This is according to the Managing Director at Vantage Advisory, Luncedo Mtwentwe, who cautioned that many influencers overlook the need to operate as businesses. This misstep can result in serious compliance challenges.
This is concerning, as South Africa’s influencer economy is booming, with digital marketing expenditure in South Africa forecasted to exceed R850 million by 2030.
“As the industry expands, online influencers are emerging as key economic drivers, cashing in on substantial earnings,” Mtwentwe.
“Much like the gig economy, where companies engage independent contractors for short-term projects, influencers are generally compensated on a per-campaign or brand-partnership basis.”
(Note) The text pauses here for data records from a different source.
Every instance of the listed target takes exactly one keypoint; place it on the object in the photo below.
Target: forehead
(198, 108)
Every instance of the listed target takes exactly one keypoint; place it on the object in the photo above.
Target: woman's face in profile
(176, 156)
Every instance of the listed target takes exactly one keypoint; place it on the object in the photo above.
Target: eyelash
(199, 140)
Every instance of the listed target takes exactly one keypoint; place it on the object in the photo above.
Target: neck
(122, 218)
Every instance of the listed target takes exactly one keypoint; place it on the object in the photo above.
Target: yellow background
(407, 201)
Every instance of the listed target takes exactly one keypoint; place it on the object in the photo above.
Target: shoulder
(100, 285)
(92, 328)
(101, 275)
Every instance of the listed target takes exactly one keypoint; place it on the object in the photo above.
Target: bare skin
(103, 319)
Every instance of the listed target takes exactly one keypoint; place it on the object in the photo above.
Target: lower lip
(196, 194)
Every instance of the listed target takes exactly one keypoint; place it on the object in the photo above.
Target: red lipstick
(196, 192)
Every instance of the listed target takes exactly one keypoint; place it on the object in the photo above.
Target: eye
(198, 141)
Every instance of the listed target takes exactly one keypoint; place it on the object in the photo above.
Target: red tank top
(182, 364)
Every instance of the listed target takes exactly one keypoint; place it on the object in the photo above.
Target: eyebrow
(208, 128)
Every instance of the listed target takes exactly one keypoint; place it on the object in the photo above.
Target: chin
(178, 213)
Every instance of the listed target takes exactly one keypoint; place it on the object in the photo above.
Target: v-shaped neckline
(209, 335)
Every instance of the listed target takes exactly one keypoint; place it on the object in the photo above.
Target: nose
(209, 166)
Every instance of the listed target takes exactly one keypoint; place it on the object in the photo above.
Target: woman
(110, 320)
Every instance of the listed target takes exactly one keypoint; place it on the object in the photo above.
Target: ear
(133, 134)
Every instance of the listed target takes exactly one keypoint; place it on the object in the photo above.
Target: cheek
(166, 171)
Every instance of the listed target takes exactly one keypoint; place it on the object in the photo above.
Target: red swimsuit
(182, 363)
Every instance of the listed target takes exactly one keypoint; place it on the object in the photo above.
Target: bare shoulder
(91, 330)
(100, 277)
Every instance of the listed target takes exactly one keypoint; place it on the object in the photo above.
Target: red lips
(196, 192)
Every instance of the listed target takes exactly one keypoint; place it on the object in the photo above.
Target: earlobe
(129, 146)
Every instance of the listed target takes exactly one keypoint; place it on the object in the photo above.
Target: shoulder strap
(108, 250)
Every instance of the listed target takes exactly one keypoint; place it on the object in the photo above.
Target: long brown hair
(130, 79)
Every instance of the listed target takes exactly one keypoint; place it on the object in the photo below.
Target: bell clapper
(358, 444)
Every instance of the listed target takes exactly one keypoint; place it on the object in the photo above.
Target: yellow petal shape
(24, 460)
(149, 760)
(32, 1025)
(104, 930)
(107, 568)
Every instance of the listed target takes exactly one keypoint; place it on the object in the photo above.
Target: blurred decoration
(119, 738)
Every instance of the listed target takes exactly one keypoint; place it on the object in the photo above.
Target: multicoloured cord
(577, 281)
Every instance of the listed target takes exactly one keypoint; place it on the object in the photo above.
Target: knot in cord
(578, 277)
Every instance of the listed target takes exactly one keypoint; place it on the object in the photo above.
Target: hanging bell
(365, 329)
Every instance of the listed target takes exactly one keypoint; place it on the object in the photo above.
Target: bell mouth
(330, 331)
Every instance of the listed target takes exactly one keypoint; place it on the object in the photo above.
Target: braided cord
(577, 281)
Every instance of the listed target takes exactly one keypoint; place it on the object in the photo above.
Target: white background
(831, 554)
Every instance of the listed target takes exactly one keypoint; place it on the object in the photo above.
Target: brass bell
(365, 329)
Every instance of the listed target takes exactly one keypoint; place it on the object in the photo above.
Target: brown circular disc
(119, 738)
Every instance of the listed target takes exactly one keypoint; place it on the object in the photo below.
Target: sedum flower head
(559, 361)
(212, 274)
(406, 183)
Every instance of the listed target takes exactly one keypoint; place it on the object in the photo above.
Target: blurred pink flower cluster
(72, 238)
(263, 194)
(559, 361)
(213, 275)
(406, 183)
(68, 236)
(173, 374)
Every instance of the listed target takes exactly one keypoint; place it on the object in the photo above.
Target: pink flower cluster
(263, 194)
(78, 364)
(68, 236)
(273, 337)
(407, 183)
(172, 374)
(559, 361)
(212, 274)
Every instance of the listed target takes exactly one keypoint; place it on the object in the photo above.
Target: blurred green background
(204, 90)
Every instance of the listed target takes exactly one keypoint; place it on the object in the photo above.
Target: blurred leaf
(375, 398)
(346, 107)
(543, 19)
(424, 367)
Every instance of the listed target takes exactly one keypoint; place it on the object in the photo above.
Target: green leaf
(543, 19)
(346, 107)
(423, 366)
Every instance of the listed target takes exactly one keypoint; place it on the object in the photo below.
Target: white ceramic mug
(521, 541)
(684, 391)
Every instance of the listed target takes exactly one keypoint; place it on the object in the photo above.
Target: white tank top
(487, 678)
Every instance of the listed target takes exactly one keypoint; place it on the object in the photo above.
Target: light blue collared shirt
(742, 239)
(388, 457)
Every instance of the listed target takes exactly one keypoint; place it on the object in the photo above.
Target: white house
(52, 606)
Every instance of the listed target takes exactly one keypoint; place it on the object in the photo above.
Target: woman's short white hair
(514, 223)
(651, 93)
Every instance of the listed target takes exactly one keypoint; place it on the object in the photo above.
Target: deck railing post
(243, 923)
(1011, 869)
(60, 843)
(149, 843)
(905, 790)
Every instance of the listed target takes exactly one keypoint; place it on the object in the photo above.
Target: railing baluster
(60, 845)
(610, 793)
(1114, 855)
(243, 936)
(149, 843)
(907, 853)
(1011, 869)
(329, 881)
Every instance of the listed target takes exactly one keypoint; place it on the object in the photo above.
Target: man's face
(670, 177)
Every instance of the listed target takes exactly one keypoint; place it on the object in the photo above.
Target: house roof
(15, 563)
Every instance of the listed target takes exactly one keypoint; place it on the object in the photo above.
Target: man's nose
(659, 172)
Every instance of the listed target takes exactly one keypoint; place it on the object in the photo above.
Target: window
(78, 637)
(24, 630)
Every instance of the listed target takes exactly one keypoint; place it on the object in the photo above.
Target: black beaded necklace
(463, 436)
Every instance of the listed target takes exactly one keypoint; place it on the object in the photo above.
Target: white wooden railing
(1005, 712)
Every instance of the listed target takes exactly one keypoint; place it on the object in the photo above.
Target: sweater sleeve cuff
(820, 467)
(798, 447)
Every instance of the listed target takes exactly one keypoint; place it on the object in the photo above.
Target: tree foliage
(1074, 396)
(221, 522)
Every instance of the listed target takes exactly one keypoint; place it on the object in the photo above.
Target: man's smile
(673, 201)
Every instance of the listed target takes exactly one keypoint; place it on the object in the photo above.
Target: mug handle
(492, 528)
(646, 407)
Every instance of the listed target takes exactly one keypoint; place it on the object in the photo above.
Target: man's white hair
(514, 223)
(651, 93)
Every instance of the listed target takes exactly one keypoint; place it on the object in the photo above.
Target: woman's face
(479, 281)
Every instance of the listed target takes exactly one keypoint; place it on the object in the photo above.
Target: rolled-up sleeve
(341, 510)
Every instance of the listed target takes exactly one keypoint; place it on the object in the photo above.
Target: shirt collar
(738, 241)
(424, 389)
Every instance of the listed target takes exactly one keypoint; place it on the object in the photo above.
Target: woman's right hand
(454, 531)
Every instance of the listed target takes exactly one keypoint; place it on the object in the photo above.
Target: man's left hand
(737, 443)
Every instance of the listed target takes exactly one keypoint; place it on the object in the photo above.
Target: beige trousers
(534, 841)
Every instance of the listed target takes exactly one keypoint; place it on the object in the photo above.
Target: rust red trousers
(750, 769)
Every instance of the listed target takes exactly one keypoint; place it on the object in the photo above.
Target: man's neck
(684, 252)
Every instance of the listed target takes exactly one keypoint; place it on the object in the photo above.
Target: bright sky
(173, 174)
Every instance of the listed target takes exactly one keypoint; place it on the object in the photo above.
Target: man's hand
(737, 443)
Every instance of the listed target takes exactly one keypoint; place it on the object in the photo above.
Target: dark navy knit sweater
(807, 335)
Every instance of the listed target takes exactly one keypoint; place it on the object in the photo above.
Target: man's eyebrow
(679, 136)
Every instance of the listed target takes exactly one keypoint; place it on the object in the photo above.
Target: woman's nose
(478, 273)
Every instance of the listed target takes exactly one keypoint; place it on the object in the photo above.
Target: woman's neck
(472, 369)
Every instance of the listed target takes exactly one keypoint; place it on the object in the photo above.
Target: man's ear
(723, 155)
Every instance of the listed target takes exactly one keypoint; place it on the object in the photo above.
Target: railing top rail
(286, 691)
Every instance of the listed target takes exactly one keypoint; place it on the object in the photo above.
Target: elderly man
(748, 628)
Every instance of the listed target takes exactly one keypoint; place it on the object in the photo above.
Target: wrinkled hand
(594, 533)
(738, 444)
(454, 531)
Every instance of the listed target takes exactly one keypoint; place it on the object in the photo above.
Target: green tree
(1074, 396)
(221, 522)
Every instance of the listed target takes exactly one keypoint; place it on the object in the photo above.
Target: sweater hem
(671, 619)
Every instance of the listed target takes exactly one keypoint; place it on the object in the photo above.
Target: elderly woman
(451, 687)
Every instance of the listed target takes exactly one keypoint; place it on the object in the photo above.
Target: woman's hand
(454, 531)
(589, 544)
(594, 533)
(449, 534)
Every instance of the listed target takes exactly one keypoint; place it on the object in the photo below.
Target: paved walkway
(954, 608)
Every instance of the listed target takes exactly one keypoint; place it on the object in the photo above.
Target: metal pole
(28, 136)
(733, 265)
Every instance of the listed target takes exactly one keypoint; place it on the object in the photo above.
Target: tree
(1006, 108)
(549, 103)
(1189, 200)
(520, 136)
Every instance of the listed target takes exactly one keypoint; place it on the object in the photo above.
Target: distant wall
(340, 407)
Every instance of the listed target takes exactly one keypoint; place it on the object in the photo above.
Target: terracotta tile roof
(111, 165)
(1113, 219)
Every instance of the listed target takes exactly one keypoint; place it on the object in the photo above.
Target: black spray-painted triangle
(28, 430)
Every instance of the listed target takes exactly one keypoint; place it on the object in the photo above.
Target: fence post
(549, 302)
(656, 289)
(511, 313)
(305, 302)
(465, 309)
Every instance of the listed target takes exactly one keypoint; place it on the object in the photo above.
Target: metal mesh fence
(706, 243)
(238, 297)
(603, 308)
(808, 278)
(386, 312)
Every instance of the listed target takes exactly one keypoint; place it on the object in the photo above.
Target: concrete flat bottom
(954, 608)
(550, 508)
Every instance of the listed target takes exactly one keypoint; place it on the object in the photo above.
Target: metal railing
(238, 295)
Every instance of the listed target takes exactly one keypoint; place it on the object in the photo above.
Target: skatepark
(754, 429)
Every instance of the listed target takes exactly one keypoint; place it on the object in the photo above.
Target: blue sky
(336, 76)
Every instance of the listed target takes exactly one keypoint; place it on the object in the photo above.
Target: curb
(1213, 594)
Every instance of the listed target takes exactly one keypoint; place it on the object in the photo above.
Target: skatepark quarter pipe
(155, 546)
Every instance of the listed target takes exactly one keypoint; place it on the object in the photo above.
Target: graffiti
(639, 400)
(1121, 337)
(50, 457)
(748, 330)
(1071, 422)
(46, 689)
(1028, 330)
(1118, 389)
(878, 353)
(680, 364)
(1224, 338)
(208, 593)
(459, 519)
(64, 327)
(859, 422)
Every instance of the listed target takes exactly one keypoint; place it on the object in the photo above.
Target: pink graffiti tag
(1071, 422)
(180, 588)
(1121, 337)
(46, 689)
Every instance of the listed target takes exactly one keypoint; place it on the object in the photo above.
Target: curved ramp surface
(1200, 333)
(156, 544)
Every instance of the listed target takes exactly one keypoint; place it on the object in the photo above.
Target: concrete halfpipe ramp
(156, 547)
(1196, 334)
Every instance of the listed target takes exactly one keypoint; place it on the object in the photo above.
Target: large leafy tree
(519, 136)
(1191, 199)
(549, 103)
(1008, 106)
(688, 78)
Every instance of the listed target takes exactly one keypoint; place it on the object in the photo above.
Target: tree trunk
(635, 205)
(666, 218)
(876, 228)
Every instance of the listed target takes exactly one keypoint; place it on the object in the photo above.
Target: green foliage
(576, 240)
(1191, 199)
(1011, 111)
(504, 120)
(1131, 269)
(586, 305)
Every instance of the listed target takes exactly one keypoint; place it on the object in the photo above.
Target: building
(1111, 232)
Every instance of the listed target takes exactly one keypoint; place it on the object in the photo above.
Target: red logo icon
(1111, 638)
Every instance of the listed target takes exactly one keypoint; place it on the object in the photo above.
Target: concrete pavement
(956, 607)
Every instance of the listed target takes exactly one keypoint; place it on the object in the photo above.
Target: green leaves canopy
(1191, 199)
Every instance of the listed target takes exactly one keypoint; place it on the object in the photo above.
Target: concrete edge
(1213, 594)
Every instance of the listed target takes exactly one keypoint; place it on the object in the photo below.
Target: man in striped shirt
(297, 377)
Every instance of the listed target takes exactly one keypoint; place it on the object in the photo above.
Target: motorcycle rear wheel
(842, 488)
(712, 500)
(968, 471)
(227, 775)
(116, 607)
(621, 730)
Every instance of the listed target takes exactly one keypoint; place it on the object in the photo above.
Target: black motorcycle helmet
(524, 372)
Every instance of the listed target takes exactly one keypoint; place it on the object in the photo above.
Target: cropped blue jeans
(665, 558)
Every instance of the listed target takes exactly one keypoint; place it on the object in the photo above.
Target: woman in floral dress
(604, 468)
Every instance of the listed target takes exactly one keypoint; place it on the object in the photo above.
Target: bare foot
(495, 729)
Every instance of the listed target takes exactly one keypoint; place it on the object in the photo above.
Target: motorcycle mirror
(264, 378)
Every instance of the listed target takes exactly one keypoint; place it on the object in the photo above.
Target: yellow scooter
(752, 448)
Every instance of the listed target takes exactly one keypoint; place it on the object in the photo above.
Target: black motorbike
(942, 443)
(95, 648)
According to the newly released 2024 South African Influencer Benchmark Report, local influencers can charge between R3,000 and R18,000 for a single Instagram post and up to R8,000 for a reel.
Mtwentwe noted that social media advertisement spending spiked by as much as 30% globally during the festive period, a trend echoed in South Africa.
This means that local influencers are likely to earn significantly more during this time.
“However, with significant earning potential comes an even greater tax responsibility,” he said.
“Social media influencers are driving billions into the economy, yet too many fail to recognise themselves as brands in their own right.”
“This lack of awareness puts them at serious risk, especially as the online nature of social media makes it easier for SARS to track income and ramp up its enforcement efforts.”
“Whether it’s cash payments or promotional gifts, undeclared income could result in penalties that not only drain earnings but also jeopardise careers.”
He explained that to succeed as a brand, influencers need to act like a brand and emphasised that transparency and compliance should be part of that.
For influencers falling short of compliance, the SARS Voluntary Disclosure Programme (VDP), launched in 2012, offers a valuable second chance to get back on track.
Mtwentwe explained that the VDP enables taxpayers to declare previously undeclared income and avoid severe penalties – provided they act proactively and approach SARS before an audit is initiated.
However, while the VDP serves as a critical lifeline for influencers who have overlooked their tax obligations, it is not a one-size-fits-all solution.
“To benefit from the VDP, you must act before SARS identifies non-compliance, and it is important to note that leniency isn’t guaranteed after that point,” he warned.
“To avoid this risk altogether, compliance must evolve into a lifelong habit. Tax laws are constantly changing, and staying compliant is an ongoing responsibility.”
He explained that many influencers face challenges because they do not treat their activities as businesses.
For instance, some use personal bank accounts to receive income, which automatically categorises them as sole traders, subjecting them to additional scrutiny.
However, he said the responsibility of being tax-aware doesn’t rest solely on influencers, though.
“Marketing agencies should also play a role in educating influencers about their contribution to the economy and their compliance responsibilities under tax laws and regulations,” he said.